[PARANO] Alain Robak, Yann Piquer, Anita Assal, Manuel Flèche, Sarah Levy & John Hudson, 1994

La bande de Adrénaline continue de faire de beaux cauchemars dans Parano, travaillant (en mieux) cette veine inquiétante où le tragique le dispute à l’insolite. Avec une merveille d’humour chaos, le sketch Sado et Maso Partent en Bateau

C’est le retour de la bande de Adrénaline, en grande forme. Par la grâce de moyens plus conséquents et d’associés prometteurs (Darius Khondji à la photo), le style se révèle nettement plus maîtrisé avec des sketchs plus longs, mieux écrits, bien mis en scène et beaucoup plus égaux entre eux. Et pour peu que vous cherchiez du chaos made in France, faites-vous plaisir. Chaque sketch possède une surprise qui surprend au moment où on s’y attend le moins. Les anecdotes les plus barrées qui constituent les petites histoires cauchemardesques (chaque sketch part d’un rêve ou d’une histoire arrivée à une belle sœur lointaine) sont racontées par un homme et une femme qui se rencontrent pour la première fois grâce aux petites annonces, prennent un café à la terrasse d’un bar et décident de se revoir autour d’un bon dîner chez lui. On comprend très vite que ce sont deux névrosés du sexe très bavards qui aiment plus parler de la bagatelle que la pratiquer. Ce liant principal où deux tocards nous racontent des histoires à dormir debout (mythomanie quand tu nous tiens) passe presque pour le seul écueil de Parano. A l’origine, le fil conducteur pour introduire chaque sketch devait être le court métrage Capitaine X, réalisé par Jan Kounen. Hélas, au dernier moment, l’addition du court de Kounen aux autres a été jugée trop violente et asphyxiante. A l’arrache, Alain Robak a fait comme il a pu pour recoller les morceaux en écrivant cette histoire de rencontre dans laquelle on doit se taper Gustave Parking.

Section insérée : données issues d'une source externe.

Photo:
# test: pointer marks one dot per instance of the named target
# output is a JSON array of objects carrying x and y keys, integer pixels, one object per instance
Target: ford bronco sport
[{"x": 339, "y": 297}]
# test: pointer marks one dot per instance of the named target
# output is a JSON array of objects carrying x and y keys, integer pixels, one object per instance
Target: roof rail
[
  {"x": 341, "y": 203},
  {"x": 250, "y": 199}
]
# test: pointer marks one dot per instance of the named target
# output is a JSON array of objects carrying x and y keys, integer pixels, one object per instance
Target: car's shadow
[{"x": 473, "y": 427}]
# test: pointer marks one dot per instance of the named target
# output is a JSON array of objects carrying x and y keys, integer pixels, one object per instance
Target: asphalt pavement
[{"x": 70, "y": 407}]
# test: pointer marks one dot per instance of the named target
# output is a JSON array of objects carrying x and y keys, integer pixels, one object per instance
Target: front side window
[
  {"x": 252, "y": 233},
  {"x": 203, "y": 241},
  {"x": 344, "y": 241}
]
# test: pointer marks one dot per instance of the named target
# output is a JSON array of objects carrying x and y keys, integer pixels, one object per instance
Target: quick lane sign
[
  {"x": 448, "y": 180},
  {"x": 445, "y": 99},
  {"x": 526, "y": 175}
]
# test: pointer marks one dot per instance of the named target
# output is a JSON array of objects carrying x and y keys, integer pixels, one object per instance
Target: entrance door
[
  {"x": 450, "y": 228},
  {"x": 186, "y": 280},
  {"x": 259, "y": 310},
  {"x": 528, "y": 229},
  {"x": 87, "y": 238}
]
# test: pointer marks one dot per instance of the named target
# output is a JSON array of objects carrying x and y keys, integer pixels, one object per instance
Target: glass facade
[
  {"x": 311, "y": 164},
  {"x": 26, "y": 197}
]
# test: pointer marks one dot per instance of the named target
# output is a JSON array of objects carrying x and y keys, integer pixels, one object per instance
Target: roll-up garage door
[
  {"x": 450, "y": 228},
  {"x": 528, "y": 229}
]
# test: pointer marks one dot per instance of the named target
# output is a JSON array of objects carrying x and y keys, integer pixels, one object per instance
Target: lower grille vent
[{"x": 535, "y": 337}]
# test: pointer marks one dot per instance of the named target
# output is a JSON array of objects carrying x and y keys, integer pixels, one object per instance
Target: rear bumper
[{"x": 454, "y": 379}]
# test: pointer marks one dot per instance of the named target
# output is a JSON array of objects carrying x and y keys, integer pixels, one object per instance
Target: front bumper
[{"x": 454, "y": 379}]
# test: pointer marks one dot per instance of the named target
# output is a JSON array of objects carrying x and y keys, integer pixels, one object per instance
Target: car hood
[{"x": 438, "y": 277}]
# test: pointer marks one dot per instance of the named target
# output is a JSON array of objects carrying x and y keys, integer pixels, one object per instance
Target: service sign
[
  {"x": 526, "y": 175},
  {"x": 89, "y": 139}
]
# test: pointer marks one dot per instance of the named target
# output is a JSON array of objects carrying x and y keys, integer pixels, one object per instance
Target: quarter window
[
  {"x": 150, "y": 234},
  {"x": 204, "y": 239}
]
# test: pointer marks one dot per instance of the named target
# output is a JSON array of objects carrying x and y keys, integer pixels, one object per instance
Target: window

Le défaut s’est transformé en qualité: Capitaine X est devenu un court métrage culte dont l’humour barbare préfigurait le talent du cinéaste sous-estimé et le liant de Robak est avec le recul un stratagème parfait pour mettre en valeur les autres sketches, tous anthologiques dans différentes cases (horreur, angoisse sourde, cartoon, parodie). Le sketch le plus marquant demeure Sado et Maso Partent en Bateau signé Alain Robak qui part d’une situation classique (un homme monte boire un verre chez la femme qu’il raccompagne). Or le monsieur découvre sous le visage de madame frivole, une timbrée adepte de sado-masochisme («je suis une vilaine, tu comprends»). Les deux amants d’un soir de pluie (Marisa Tomé et Jean-François Gallote, excellents) aiment à se faire du mal: poursuite à la hache digne d’un Shining du pauvre; découpage de chemise; salopage de nouveau papier peint; artillerie SM lourde (fouets, tenailles, masques, latex). Le réalisateur paraissait très inspiré. Et c’est avec regret qu’il n’ait pas continué dans cette voie.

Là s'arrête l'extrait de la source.